Eric Saldarriaga pled guilty to prying open the accounts of over 50 people, including prominent Scientology critics Mike Rinder and Tony Ortega.

Private eye jailed for hacking email accounts of Scientology critics and othersA private investigator from Astoria, New York who broke into the email accounts of two prominent critics of the Church of Scientology was sentenced on Friday in federal court to three months in jail.

Eric Saldarriaga pled guilty on 5 March to one count of conspiracy to commit computer hacking.

Besides the jail time – which is half of what the court’s own probation department sought – he’ll also be serving three years of supervised probation and will be fined $1,000 (£635).

Manhattan US Attorney Preet Bharara has said that Saldarriaga hired hackers to pry open over 60 email accounts, and hand the information over to the private eye.

Two hacked accounts belong to Scientology critics

Two of the victims have both been featured in the book and HBO documentary ‘Going Clear’, which profile eight former members of Scientology as they describe “the systematic history of abuse and betrayal by Church officials, including the current leadership of the Church,” as the documentary’s site describes.

One victim was Mike Rinder, a former Scientology spokesman and one of the victims notified by the US Attorney’s Office.

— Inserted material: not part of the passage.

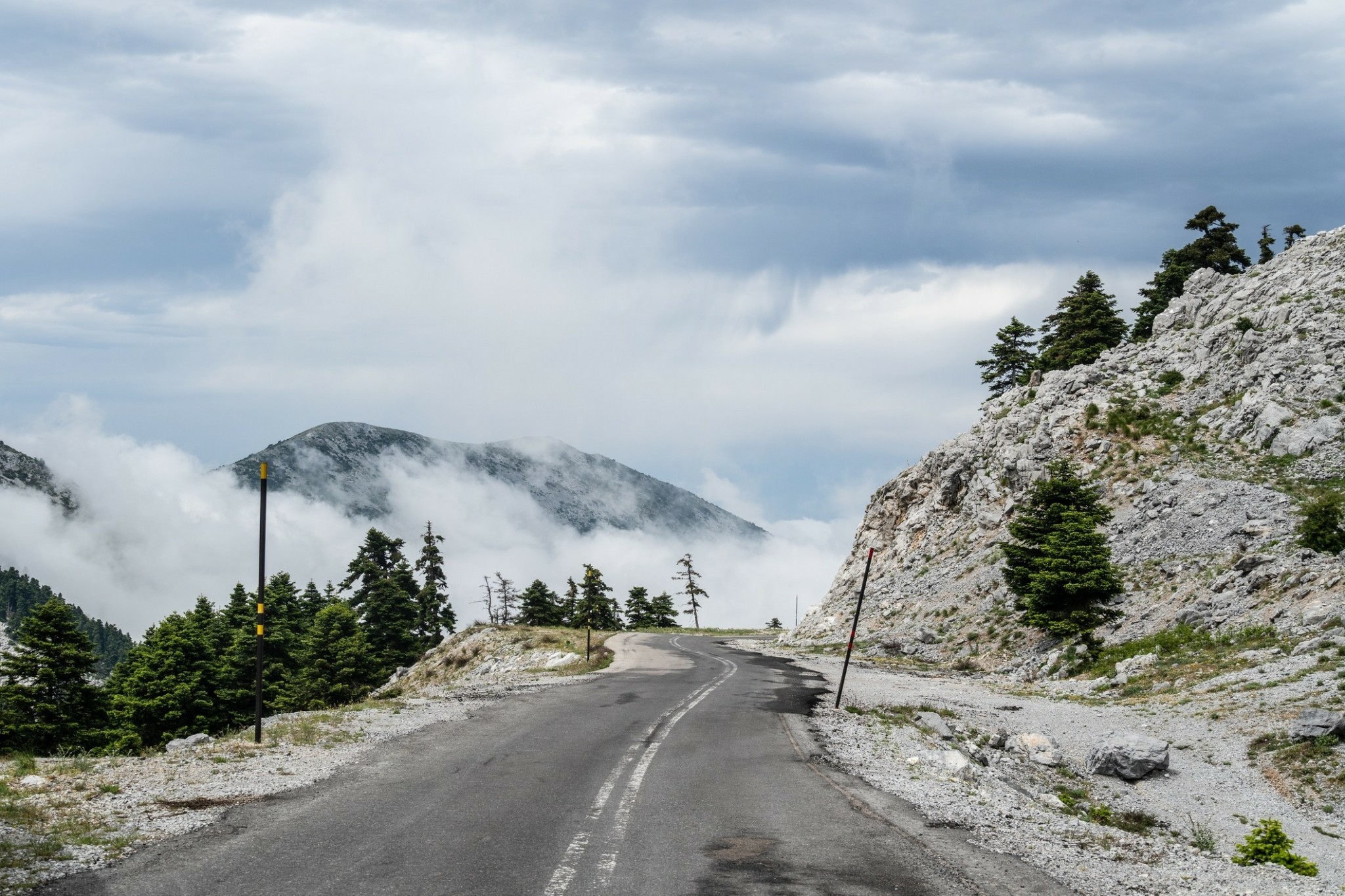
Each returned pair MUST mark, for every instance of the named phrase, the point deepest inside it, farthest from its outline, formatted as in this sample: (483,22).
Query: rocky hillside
(19,471)
(1202,441)
(343,464)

Another victim is Tony Ortega, a journalist and blogger who’s written about Scientology for 20 years and who authored a book about the church’s campaign against the author and Scientology critic Paulette Cooper.

Both Ortega and Rinder had victim statements read out in court.

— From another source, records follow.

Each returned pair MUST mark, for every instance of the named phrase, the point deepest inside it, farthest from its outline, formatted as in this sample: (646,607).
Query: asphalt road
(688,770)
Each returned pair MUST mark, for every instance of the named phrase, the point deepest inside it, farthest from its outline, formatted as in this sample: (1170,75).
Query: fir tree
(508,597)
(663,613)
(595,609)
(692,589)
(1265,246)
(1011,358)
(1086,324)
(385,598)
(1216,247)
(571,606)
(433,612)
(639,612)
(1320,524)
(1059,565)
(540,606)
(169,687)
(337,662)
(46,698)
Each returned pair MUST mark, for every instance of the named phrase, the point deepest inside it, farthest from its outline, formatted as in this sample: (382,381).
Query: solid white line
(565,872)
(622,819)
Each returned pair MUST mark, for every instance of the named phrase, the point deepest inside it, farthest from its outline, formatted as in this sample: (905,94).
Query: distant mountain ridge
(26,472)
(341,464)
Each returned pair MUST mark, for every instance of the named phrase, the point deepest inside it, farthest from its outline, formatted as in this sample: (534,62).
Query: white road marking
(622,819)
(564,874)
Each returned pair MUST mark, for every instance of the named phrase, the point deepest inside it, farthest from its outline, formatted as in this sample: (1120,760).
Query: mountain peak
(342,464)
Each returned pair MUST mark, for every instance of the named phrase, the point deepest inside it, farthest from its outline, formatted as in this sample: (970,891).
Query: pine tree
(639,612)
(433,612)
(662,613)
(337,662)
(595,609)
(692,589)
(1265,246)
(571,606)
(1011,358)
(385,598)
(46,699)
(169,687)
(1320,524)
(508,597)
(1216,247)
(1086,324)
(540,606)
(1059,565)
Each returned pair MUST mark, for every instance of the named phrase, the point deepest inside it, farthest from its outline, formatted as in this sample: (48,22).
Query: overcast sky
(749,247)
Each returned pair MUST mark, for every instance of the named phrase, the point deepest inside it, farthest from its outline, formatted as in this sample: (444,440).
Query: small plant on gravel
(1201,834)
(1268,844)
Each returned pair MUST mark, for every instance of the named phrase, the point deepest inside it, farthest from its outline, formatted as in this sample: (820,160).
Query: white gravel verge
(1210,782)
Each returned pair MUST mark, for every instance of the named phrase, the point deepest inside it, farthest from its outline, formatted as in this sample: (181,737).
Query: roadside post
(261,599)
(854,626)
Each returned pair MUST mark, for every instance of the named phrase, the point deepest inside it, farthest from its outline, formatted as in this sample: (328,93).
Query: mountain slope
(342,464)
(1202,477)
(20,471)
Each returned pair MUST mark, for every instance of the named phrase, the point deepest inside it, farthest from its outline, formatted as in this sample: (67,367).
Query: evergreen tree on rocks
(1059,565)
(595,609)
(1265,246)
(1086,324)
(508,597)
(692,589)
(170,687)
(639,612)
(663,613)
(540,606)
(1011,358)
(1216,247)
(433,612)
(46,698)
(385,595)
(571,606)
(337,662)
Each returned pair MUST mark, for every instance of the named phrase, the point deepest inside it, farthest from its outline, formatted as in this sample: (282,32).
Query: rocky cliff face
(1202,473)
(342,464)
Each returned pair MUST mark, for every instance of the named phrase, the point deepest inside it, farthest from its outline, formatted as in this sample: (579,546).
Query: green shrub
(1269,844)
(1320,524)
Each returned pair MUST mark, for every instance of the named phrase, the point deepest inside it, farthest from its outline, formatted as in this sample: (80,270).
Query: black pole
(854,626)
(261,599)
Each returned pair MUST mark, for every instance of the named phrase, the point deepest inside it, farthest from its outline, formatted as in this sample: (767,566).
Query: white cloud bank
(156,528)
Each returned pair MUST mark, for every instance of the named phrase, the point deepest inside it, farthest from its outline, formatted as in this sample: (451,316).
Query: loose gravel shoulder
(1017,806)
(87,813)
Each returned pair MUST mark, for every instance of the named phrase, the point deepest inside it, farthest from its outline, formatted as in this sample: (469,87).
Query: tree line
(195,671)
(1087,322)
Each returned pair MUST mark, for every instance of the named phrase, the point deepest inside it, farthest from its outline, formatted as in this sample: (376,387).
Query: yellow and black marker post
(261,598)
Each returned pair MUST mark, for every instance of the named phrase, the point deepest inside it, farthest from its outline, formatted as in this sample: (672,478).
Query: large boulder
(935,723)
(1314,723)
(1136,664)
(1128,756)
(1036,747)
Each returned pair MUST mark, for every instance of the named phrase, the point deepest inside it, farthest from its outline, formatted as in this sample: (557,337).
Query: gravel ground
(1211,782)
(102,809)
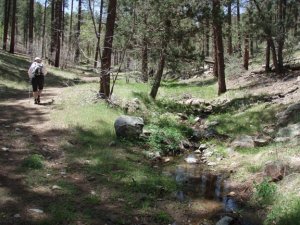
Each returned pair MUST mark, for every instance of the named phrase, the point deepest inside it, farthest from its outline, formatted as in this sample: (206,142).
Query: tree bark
(53,37)
(238,15)
(44,29)
(58,19)
(229,44)
(281,38)
(145,54)
(30,25)
(246,52)
(71,25)
(207,36)
(77,50)
(6,22)
(162,60)
(107,50)
(217,25)
(97,53)
(13,27)
(268,52)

In an interview with Ars Technica, Ortega said that he first became aware of Saldarriaga in 2013 when he started receiving read receipts for emails sent from an account associated with his web domain.

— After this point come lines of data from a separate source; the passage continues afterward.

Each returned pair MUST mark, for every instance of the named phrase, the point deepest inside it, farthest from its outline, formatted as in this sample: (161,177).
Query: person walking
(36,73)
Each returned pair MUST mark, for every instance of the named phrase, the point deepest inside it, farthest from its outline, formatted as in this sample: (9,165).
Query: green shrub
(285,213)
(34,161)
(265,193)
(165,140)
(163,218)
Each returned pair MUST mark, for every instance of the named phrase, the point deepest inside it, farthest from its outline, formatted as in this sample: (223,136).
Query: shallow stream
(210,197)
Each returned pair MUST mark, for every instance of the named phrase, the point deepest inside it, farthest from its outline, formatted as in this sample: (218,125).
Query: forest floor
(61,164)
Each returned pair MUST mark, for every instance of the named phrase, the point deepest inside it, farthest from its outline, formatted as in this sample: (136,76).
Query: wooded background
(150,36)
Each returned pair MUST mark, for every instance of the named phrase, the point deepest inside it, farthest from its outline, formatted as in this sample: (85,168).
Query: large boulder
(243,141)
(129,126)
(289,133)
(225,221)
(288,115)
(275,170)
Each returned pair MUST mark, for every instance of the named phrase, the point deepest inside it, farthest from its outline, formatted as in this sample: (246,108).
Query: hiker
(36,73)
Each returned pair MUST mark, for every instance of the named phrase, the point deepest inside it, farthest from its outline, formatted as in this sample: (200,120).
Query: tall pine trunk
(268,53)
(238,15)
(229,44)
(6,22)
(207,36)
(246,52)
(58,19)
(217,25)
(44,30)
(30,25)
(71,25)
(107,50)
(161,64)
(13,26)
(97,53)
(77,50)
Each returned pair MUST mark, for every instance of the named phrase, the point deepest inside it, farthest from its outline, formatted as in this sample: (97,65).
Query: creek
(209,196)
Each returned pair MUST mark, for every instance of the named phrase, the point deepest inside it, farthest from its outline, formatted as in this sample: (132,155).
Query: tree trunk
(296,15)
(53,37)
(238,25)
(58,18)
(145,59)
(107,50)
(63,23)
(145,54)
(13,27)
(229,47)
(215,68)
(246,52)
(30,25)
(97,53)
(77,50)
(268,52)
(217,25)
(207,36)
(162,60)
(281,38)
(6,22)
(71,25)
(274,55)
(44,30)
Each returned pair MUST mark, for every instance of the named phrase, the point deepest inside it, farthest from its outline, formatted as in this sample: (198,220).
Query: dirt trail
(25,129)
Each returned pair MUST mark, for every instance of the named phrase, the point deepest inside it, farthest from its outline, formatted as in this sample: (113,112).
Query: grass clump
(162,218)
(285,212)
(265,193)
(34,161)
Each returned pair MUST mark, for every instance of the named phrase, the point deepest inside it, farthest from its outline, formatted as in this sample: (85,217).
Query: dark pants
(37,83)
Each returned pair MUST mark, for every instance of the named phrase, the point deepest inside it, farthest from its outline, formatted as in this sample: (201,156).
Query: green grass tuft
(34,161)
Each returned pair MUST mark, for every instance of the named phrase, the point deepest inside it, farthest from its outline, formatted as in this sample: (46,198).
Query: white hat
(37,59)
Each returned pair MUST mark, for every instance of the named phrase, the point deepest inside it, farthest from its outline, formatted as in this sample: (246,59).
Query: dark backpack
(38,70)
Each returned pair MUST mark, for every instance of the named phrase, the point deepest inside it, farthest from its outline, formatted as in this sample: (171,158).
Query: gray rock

Ortega said the investigator was sending emails from an account set up to look like it was Ortega’s, but he mistakenly configured it to send “read” receipts back to Ortega’s real account, as well as the fake account.

Ortega said:

He screwed up. Otherwise I'd have never caught him.

Ortega traced the read receipts to Saldarriaga in November 2013, but the investigator pled innocent and claimed that both he and Ortega had been “punked” by a former client.

Ars quotes Ortega:

I contacted him and said, 'What the hell?' He said that he had been hacked too, and that some other private investigator was using the two of us to investigate some missing persons thing.

I asked him point blank if this was Scientology, and he said no, [he'd never work for Scientology].

Ortega wrote off the episode until recently, when he got a letter from the Department of Justice (DOJ) letting him know that he’d been a victim of Saldarriaga’s operation.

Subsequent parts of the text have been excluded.